M. [F] produit les témoignages établis par quatre anciens collègues de travail, à savoir Mrs [X], [T], [G] [I] et [L], ainsi que l’attestation générale de M. [C] (pièces n°12 à 16). L’ANGDM entend remettre en cause les témoignages au motif qu’ils ne permettent pas d’établir un lien de travail direct entre les témoins et M. [F].
A titre liminaire, la cour précise qu’elle ne retiendra pas la force probante du témoignage général de M. [C] puisqu’il n’indique pas avoir directement travaillé avec M. [F] et ne peut dès lors décrire les conditions de travail de ce dernier.

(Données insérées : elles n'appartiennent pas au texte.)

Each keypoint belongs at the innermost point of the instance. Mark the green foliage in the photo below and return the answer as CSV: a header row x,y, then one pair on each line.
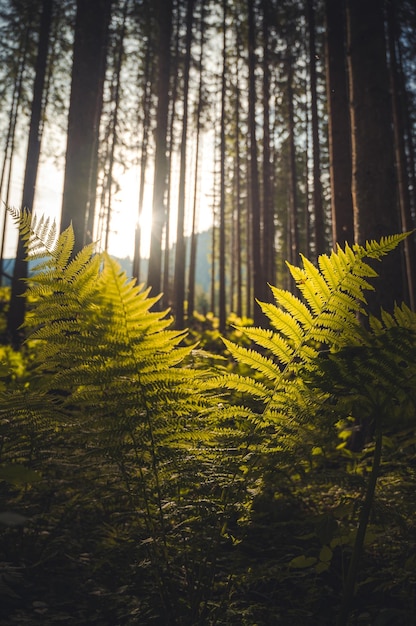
x,y
160,483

La cour relève que les autres témoins allèguent avoir travaillé aux côtés de l’intimé :
M. [X] explique qu’il a travaillé avec M. [F] aux [26] de 1981 à 2003 en tant que mineur de fond dans les chantiers en attaques multiples de la méthode « dressant » et en taille mécanisée dans la méthode plateures ;
M. [T] relate qu’il a côtoyé M. [F] de 1981 à 2002 « dans les tailles dressant au puits [P] à Merlebach comme boiseur à la machine » ;
M. [G] [I] déclare qu’il a exercé aux côtés de M. [F] de 1980 à 2000 « dans les tailles en dressant du puits [P] Merlebach » ;
M. [L] précise qu’il a travaillé avec M. [F] de 1978 à 2000 au puits [P] « dans le chantier d’exploitation en dressant ».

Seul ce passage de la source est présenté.